Hello @Channas and welcome to the forum!
Darktable uses a much larger color space than the graphics. You must select Rec 709 RGB or sRGB in the “input color profile.”
Why not linear Rec2020 RGB, which is the default and AFAIU covers a wider gamut?
The name indicates which color space the graphic was created for:
Thanks!
This is it. Thanks Boris!
You do understand it was for demonstration purposes, and not a recommendation, right?
How do you mean? To change the input colour profile to sRGB?
Yes. It was done in this demo to show the “Notorious 6” effect more clearly. The same could have been achieved by setting the base space to sRGB on the primaries tab.
In general, when working with difficult lighting such as LEDs, larger spaces work better. They act as if you used higher attenuation, and avoid early ‘pushing’ of out-of-gamut colours inside the gamut, which may lead to artefacts.
Yes, thanks, I just had not understood why especially that color space was being used.
The “notorious 6” effect is diminished when colours are not fully saturated.

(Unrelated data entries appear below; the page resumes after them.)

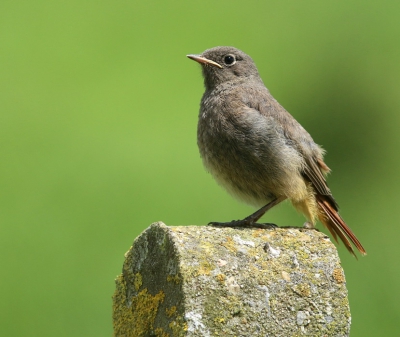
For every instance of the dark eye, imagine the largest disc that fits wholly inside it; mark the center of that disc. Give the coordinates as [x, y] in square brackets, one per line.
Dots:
[229, 60]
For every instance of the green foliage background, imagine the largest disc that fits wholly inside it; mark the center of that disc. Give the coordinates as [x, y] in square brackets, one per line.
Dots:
[98, 140]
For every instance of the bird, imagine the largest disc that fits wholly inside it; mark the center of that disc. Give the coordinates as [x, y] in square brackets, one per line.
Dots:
[257, 150]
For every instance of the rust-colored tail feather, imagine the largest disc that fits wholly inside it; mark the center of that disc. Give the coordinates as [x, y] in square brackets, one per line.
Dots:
[331, 219]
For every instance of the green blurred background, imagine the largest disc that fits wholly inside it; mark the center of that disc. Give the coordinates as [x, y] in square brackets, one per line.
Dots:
[98, 140]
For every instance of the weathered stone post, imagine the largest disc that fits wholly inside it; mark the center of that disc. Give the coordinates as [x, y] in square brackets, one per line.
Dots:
[208, 281]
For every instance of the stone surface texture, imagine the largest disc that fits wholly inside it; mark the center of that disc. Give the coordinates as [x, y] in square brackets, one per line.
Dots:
[208, 281]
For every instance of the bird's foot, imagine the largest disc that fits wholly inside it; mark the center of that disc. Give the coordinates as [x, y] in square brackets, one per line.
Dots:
[245, 223]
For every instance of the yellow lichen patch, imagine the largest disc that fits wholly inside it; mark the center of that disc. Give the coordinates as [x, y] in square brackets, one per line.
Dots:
[338, 275]
[160, 333]
[137, 282]
[170, 311]
[174, 278]
[230, 245]
[178, 327]
[205, 268]
[221, 278]
[285, 275]
[302, 289]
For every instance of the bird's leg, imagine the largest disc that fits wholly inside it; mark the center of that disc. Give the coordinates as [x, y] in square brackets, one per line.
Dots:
[251, 220]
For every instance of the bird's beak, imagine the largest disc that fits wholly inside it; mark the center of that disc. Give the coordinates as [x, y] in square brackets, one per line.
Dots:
[203, 60]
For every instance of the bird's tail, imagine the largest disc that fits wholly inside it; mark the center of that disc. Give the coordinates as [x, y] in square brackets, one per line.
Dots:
[330, 218]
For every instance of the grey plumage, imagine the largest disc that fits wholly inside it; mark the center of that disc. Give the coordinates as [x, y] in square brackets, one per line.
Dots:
[255, 148]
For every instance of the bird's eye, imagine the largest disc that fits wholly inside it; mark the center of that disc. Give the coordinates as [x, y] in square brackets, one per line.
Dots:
[229, 60]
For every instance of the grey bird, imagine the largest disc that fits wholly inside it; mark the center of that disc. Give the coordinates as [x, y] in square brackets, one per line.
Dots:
[256, 150]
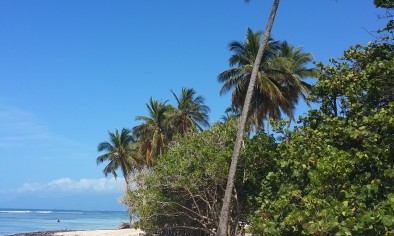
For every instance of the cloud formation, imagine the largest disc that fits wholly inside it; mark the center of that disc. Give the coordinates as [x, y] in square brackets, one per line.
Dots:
[70, 185]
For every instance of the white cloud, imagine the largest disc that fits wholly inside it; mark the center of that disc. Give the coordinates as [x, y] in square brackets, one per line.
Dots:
[17, 125]
[70, 185]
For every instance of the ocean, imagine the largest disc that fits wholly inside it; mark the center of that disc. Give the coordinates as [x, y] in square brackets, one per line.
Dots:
[13, 221]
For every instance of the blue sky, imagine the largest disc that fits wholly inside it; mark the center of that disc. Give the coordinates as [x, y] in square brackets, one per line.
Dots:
[72, 70]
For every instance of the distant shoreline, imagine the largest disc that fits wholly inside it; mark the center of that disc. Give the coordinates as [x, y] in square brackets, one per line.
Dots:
[108, 232]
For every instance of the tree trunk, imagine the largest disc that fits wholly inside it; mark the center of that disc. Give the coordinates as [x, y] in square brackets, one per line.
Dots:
[224, 213]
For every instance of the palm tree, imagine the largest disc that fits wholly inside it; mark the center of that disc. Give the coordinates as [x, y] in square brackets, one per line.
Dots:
[118, 153]
[190, 113]
[153, 134]
[224, 213]
[267, 98]
[290, 69]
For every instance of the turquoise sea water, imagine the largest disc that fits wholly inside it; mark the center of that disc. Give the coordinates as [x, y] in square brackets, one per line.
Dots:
[13, 221]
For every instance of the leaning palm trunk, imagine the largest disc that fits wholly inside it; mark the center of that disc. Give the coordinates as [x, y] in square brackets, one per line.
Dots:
[224, 213]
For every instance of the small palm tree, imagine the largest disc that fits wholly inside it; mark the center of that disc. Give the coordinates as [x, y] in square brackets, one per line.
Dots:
[190, 113]
[118, 153]
[153, 134]
[267, 97]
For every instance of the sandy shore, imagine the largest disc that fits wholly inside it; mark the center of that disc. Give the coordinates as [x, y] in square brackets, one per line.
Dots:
[115, 232]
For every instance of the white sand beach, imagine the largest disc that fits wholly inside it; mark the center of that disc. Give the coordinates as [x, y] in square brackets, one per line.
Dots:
[115, 232]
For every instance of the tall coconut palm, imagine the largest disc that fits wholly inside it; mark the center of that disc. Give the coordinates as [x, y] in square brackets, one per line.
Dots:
[190, 113]
[153, 134]
[118, 153]
[290, 69]
[267, 98]
[224, 213]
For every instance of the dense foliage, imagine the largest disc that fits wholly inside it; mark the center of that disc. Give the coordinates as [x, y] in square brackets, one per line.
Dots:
[186, 186]
[336, 176]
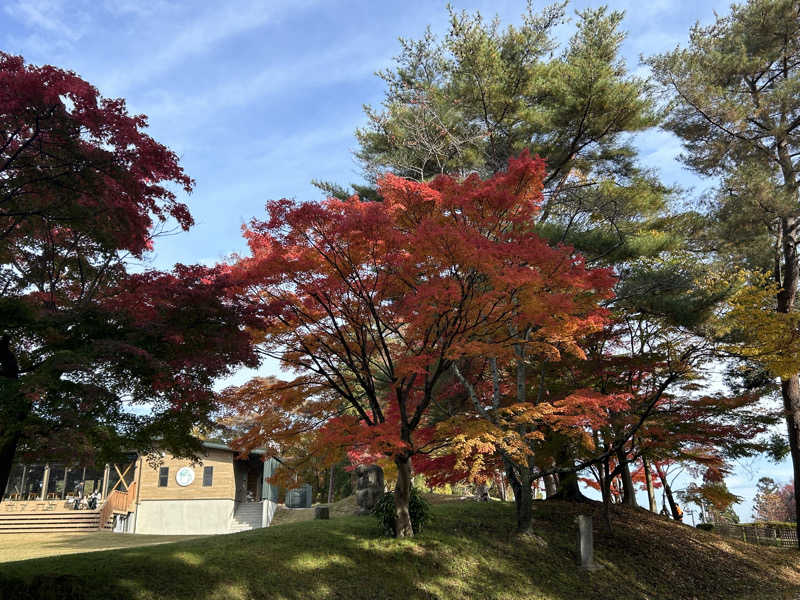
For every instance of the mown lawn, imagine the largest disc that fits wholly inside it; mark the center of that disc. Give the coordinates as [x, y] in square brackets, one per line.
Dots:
[467, 552]
[22, 546]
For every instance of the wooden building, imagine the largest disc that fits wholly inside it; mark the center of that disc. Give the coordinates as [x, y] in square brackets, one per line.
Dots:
[218, 493]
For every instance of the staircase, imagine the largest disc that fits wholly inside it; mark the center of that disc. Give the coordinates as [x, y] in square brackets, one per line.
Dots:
[246, 516]
[51, 522]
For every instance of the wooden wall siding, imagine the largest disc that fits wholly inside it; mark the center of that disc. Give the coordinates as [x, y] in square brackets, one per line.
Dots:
[222, 486]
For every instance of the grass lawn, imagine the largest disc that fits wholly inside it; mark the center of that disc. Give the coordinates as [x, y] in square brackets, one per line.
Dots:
[466, 552]
[22, 546]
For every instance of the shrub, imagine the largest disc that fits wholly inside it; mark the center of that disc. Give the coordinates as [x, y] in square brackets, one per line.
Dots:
[418, 508]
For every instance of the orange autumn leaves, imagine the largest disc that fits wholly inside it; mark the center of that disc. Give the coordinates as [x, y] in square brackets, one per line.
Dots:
[370, 304]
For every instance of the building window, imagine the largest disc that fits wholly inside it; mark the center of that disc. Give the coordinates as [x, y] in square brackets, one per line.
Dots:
[163, 476]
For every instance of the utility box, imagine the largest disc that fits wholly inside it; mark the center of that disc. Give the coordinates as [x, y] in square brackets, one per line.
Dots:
[299, 497]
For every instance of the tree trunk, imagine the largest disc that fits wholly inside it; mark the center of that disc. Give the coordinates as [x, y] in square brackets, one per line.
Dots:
[550, 487]
[330, 486]
[790, 390]
[668, 491]
[629, 492]
[8, 449]
[525, 503]
[516, 488]
[402, 495]
[651, 491]
[605, 489]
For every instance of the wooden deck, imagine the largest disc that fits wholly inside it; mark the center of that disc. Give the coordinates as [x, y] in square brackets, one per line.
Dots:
[44, 517]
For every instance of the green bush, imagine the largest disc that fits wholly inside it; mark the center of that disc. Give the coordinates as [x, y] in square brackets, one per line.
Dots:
[418, 508]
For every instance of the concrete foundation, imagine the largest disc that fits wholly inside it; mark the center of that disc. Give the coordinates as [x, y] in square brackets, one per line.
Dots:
[184, 517]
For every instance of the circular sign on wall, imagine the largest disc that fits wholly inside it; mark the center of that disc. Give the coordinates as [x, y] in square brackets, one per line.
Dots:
[184, 476]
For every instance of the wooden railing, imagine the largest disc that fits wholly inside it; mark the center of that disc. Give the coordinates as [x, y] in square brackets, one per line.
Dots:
[118, 501]
[762, 534]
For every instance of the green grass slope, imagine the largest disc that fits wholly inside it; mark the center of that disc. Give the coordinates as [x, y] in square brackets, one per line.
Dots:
[466, 552]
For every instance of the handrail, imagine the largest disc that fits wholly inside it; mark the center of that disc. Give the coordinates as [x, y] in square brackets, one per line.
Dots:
[117, 501]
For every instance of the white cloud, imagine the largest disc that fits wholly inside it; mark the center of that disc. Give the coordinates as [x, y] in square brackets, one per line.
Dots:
[49, 15]
[200, 34]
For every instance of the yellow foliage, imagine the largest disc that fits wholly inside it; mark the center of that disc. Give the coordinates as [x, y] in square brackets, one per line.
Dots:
[758, 331]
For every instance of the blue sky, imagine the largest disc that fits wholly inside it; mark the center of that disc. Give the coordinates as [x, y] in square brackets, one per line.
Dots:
[260, 97]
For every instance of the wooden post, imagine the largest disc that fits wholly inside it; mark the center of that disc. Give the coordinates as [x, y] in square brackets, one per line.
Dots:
[66, 478]
[45, 481]
[106, 475]
[22, 483]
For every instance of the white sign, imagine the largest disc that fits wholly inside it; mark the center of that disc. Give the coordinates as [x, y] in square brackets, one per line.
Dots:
[184, 476]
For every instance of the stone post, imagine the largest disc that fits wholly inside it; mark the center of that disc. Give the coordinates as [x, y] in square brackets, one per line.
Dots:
[45, 481]
[586, 543]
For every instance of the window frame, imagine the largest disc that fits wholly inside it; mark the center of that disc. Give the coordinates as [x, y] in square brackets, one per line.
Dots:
[208, 476]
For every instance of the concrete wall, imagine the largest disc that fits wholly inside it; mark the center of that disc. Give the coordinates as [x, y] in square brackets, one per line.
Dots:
[184, 517]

A fully saturated Rec 709 colour is relatively less saturated in a larger spac, such as darktable’s default Rec 2020.
A consequence of this is, if you use the built-in presets:
- if the preset is set to use Rec 2020, and you switch it to Rec 709, or
- the preset is set to use the working space, and you set your working space to Rec 709 / linear sRGB / Adobe RGB (something smaller than Rec 2020),
you will have to increase the attenuation to achieve a similar ‘path to white’ effect (and increase purity boost to restore saturation in mid-tones).
Conversely, if you use something even larger, such as ProPhoto or Elle’s AllColorsRGB, a smaller attenuation / purity boost will suffice. However, not that those spaces can produce non-existent ‘colours’ (they have RGB triplets that are outside the spectral locus; they do not correspond to any real colour visible to us).